Now if you're connecting to IRC and jabber and your external emails it'd be best to create a VM snapshot or use a live CD that forced all connections through Tor so you can't fuck up, because we're only human and nobody can maintain perfect comsec discipline everyday.
Can always install Virtualbox, VMware or Qemu and load up a Tails or Liberte Linux .iso in it.
Better if you just burnt it to CD and rebooted
-
Using the Tor browser bundle is fine for here if you're just a buyer. You can't connect to SR otherwise so you're g2g.
Now if you're connecting to IRC and jabber and your external emails it'd be best to create a VM snapshot or use a live CD that forced all connections through Tor so you can't fuck up, because we're only human and nobody can maintain perfect comsec discipline everyday.
Can always install Virtualbox, VMware or Qemu and load up a Tails or Liberte Linux .iso in it.

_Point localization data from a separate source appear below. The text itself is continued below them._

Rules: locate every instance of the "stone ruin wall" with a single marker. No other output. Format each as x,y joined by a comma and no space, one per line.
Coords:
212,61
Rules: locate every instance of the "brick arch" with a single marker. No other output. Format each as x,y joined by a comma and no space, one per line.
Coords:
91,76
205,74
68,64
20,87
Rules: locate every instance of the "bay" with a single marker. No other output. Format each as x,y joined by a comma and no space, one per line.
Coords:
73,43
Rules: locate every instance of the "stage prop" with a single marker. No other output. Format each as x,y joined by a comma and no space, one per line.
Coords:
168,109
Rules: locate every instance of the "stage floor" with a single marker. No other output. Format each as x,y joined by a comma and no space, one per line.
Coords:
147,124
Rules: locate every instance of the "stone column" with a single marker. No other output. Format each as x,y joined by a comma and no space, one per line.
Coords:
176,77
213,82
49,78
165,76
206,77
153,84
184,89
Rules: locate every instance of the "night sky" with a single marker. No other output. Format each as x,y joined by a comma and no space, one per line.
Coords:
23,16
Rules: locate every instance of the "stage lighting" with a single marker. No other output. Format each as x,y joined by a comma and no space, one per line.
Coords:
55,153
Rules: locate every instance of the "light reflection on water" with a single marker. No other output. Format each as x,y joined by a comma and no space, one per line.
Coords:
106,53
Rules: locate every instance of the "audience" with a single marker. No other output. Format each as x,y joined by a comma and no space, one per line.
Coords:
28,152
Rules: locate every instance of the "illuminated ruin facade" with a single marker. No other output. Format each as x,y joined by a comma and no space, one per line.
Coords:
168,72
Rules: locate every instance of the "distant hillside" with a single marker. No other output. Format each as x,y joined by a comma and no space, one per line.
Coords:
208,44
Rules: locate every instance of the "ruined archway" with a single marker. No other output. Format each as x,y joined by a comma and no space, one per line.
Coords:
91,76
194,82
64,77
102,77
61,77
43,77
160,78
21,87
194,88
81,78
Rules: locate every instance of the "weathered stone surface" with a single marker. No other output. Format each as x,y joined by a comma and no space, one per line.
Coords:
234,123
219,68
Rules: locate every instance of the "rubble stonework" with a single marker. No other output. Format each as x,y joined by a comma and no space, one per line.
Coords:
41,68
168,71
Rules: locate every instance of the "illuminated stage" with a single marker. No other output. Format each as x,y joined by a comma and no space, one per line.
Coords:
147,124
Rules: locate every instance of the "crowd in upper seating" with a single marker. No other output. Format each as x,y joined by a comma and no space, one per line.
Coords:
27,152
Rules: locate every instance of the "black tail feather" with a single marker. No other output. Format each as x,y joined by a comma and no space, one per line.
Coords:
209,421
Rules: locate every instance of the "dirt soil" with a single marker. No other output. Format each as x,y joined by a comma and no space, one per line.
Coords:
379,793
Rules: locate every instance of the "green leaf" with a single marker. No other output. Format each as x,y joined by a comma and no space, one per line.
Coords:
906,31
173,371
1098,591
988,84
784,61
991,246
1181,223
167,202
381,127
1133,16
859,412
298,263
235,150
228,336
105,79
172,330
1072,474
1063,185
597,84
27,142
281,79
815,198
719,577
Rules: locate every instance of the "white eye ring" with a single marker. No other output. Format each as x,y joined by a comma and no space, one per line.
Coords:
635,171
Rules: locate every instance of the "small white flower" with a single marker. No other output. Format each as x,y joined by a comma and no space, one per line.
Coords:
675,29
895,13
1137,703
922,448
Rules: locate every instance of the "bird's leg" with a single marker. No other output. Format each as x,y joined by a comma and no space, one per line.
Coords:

Better if you just burnt it to CD and rebooted
i thought the tor browser bundle was considered inefficient by some folks; don't remember the technical reasons though. all i have are vidalia and tor button. i dont use irc or jabber. what would be the additional advantages of getting a virtualbox/vmware/qemu for me then? anyway if this isn't really a security hazard for me then, i should still get my HDD encrypted right? whats this whole deal with truecrypt? any tutorials for a noob?